No Brasil já neva
Sim, é verdade: em Bom Jesus, São José dos Ausentes, Gramado, Canela e Caxias do Sul, no Rio Grande do Sul, e em São Joaquim, Urupema e Urubici, em Santa Catarina, nevou nos últimos dias.
Pode parecer estranho - ainda mais em fins de maio e princípio de junho, altura do ano em que no outro hemisfério a maioria dos portugueses começa a pensar em férias -, mas no Brasil, visto no estrangeiro como paraíso de sol, de calor, de mar, de praia, de bronzeados e de biquínis, sempre houve, independentemente das assustadoras mudanças climáticas globais mais recentes, friagem, geada, granizo, temperaturas negativas, luvas e gorros.
Porque o país de 26 estados, cinco regiões e seis biomas, é diverso. E grande.
O correspondente que vos escreve, a morar há quase 15 anos no país, teve a noção dessa grandeza logo no segundo ou terceiro dia. Em São Paulo, cidade de 22 milhões de habitantes somados os arredores, precisou ir de casa, perto da Avenida Paulista, ao centro de treinos do Corinthians, situado numa estrada por onde se sai da metrópole rumo a Guarulhos. Na cabeça lisboeta dele, a viagem, vista do mapa do Metro, assemelhava-se à deslocação tranquila do Marquês ao Estádio da Luz. Na realidade, durou duas horas e meia, três mudanças de linha e mais 35 euros de táxi. Só pra ir.
Um dia, um editor, mesmo tendo conhecimentos geográficos suficientes para saber que o Brasil é enorme, pediu ao tal correspondente para dar um pulinho a Campina Grande, a terra do Hulk (do jogador, claro). Tudo bem, mas o tal “pulinho” equivale a uma viagem Lisboa-Varsóvia. Ou a dez viagens Porto-Lisboa de seguida.
Porque o Brasil, maior país da América Latina, quinto à escala mundial, é mesmo grande. E mesmo diverso.
O correspondente citado teve noção dessa diversidade mal chegou, no Natal de 2010, para esta aventura. Numa noite, o Jornal Nacional, da TV Globo, abriu com a notícia das enchentes no Estado de São Paulo: as imagens, de rios de lama a correr pelas ruas das cidades, de gente a pular para botes improvisados, de pessoas e animais a refugiarem-se nos telhados, de carros encalhados e, infelizmente, de umas quantas mortes, foram a escolha natural dos editores para começar o noticiário.
A surpresa veio na notícia seguinte: seca no sertão nordestino, com imagens áridas, agrestes, inóspitas e estéreis não menos chocantes de gente e de animais a implorarem, em vão, por uma gota de chuva caída dos céus. Sim, em Portugal também já houve enchentes terríveis. E secas angustiantes. Mas no mesmo dia?
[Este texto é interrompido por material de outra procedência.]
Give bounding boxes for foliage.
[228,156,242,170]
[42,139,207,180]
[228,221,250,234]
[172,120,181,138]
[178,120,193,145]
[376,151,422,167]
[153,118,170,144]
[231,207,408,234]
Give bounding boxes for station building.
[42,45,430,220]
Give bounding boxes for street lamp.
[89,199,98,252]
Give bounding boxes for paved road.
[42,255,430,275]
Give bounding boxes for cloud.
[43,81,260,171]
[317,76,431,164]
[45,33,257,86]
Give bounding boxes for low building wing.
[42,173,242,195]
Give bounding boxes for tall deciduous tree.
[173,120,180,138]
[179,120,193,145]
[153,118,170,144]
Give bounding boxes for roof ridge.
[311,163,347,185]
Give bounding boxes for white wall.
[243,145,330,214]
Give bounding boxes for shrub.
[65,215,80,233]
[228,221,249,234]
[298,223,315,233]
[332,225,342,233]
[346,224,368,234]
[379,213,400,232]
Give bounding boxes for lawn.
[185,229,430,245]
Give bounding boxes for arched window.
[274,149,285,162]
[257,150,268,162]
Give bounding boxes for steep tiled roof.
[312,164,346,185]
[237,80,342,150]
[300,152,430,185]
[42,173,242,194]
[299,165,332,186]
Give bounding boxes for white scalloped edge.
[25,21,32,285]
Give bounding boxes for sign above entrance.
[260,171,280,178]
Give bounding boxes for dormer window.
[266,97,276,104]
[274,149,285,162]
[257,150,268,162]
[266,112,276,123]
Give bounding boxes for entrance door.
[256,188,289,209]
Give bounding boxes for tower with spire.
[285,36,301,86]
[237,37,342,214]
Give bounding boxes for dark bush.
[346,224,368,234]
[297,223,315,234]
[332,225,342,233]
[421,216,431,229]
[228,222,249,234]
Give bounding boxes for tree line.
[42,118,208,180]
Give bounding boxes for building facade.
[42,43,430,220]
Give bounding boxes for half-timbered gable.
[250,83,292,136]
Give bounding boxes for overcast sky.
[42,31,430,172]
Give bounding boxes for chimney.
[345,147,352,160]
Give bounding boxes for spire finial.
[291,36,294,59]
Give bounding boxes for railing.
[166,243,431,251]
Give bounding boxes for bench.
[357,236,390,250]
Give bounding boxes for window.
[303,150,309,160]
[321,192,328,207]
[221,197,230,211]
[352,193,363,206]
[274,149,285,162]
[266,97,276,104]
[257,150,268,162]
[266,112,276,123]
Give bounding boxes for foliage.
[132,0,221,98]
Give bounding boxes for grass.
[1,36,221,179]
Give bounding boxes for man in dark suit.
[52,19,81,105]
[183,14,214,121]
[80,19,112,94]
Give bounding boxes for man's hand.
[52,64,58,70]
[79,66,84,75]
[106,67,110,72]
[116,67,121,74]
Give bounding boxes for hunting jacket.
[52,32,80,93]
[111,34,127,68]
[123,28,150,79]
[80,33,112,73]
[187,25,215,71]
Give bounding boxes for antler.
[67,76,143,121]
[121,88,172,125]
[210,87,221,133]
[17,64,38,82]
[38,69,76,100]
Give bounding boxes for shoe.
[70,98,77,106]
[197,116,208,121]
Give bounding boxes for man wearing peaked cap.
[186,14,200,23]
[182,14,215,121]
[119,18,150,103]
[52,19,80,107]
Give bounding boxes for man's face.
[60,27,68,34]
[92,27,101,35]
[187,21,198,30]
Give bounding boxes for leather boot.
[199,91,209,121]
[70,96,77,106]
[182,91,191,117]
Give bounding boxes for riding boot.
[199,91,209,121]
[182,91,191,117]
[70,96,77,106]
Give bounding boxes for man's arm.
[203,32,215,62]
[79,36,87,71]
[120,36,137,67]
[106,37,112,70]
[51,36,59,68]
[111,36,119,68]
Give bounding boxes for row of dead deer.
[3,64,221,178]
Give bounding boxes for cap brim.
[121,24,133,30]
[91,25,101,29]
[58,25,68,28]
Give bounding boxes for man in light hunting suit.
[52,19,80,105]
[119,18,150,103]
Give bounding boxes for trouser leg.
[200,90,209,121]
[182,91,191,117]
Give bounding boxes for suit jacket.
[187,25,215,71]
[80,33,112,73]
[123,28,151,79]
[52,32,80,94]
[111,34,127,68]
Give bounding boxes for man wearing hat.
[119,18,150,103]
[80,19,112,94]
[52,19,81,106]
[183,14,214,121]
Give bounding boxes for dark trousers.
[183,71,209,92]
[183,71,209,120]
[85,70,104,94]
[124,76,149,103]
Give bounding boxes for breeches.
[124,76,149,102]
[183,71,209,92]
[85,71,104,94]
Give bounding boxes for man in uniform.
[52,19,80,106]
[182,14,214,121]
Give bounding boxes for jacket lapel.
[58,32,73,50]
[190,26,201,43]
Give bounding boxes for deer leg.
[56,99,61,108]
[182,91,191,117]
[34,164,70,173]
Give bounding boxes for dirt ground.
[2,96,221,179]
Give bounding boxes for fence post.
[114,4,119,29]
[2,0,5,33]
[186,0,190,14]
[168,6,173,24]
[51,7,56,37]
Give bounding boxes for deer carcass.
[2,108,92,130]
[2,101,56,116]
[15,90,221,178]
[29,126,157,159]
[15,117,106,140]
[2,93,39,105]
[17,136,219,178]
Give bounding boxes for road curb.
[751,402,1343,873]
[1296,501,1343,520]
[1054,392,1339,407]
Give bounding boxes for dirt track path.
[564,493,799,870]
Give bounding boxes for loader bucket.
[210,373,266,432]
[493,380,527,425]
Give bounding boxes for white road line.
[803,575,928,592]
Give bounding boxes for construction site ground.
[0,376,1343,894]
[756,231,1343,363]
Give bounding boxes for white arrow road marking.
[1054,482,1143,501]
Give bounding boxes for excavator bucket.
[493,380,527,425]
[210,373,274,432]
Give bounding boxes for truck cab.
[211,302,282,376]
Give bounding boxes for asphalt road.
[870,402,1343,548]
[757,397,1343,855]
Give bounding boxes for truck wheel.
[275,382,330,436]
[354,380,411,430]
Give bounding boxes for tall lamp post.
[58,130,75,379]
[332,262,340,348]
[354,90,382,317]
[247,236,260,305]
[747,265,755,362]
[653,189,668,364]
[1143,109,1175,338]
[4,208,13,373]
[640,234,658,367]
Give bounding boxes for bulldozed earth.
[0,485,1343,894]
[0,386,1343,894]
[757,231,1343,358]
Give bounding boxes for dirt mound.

Entretanto, neste início de junho em que Bom Jesus, São José dos Ausentes, Gramado, Canela e Caxias do Sul, no Rio Grande do Sul, e São Joaquim, Urupema e Urubici, em Santa Catarina, abriram telejornais por acordarem pintadas de branco, a notícia seguinte foi “onda de calor no norte deixa a população em alerta”, com destaque para Palmas, com 37 graus de sensação térmica, e Boa Vista, cuja mínima, ali pelas 4h00 da manhã, foi de 25.
Desta vez, o tal correspondente já não se surpreendeu.